Na een overlijden krijgt de partner niet altijd (voldoende) nabestaandenpensioen. Veel hangt af van de pensioenregeling. Hoe is dat bij u geregeld?
Tekst: Paul van der Kwast
CDA-politicus Pieter Omtzigt zei deze zomer in diverse interviews dat nabestaanden ‘volledig worden vergeten’ als het om het pensioen gaat en pleitte voor een meer uniforme regeling. En ook buiten politieke kringen maakt men zich al een tijdje zorgen over het nabestaandenpensioen. Eind vorig jaar gaf Netspar (de pensioendenktank van de Universiteit van Tilburg) aan dat het in Nederland ‘diffuus en onduidelijk’ geregeld is.
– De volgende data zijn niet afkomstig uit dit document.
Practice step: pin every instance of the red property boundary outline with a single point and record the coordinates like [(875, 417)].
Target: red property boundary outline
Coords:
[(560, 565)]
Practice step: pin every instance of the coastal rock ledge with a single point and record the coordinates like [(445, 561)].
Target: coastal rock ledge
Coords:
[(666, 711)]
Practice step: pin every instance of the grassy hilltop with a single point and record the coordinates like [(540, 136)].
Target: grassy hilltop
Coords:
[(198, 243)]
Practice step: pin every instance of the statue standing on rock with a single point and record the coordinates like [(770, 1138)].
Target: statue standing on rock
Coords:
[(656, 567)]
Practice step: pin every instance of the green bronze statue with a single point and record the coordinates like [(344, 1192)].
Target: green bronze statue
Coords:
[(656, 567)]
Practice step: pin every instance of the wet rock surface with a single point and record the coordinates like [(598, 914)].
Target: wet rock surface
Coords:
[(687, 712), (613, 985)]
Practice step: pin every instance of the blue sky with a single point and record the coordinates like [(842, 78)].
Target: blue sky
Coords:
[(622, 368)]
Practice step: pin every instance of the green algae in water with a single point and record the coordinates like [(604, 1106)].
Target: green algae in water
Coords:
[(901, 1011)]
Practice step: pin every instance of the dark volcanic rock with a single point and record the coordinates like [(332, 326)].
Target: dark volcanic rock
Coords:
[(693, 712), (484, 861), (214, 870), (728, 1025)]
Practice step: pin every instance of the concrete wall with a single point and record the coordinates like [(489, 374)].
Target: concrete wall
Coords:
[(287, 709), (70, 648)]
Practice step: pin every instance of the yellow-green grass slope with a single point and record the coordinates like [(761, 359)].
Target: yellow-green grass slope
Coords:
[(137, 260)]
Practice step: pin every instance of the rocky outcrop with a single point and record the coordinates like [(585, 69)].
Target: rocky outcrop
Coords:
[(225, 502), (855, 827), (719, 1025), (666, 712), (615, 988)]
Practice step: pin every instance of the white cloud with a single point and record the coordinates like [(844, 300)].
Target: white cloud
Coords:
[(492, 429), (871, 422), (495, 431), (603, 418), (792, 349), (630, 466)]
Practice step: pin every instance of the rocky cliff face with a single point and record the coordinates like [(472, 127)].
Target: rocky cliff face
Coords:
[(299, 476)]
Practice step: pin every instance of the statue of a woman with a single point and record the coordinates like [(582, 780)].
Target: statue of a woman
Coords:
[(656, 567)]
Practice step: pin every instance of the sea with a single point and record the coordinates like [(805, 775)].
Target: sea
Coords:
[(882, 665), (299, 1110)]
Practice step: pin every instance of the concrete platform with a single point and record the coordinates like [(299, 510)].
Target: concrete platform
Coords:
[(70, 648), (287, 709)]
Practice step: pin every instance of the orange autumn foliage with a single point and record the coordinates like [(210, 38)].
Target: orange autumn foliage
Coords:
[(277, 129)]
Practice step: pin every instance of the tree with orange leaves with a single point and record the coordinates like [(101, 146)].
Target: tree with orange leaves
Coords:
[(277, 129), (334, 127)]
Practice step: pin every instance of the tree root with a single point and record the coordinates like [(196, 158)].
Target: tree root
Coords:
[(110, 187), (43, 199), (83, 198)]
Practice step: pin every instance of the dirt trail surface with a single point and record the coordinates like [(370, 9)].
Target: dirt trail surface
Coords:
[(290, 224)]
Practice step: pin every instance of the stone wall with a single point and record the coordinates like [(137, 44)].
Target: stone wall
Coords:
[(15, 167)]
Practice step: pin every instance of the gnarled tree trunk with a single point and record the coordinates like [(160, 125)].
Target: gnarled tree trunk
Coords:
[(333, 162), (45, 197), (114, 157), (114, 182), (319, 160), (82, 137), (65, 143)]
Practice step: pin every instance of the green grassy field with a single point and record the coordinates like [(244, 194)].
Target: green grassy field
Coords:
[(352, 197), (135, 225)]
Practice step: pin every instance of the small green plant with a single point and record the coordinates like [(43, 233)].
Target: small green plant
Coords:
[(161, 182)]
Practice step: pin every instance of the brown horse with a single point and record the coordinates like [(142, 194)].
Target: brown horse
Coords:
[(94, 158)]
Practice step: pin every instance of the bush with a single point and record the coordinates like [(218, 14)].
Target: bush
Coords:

Die analyse lijkt wel te kloppen. Het nabestaandenpensioen dat een weduwe of weduwnaar ontvangt, varieert namelijk sterk per pensioenregeling. Betaalt de ene pensioenuitvoerder aan nabestaanden de fiscaal maximaal toegestane uitkering, een andere kan zomaar weinig tot helemaal niets uitkeren. Want niet alleen verschillen de pensioenregelingen onderling, de pensioenreglementen wijzigen op dit punt ook nog eens regelmatig. Zo schrapte bijvoorbeeld het ABP begin dit jaar de Anw-compensatie, een extra aanvulling op het nabestaandenpensioen die kan oplopen tot meer dan 10.000 euro per jaar (zie het kader ‘De Anw, wat moet u ermee?’). Al kregen de nabestaanden daar wel iets voor terug. Zo kan het nabestaandenpensioen nu niet meer vervallen, terwijl tot voor kort nabestaanden van voormalige ABP’ers die al dan niet gedwongen uit dienst waren gegaan, niet altijd een uitkering kregen.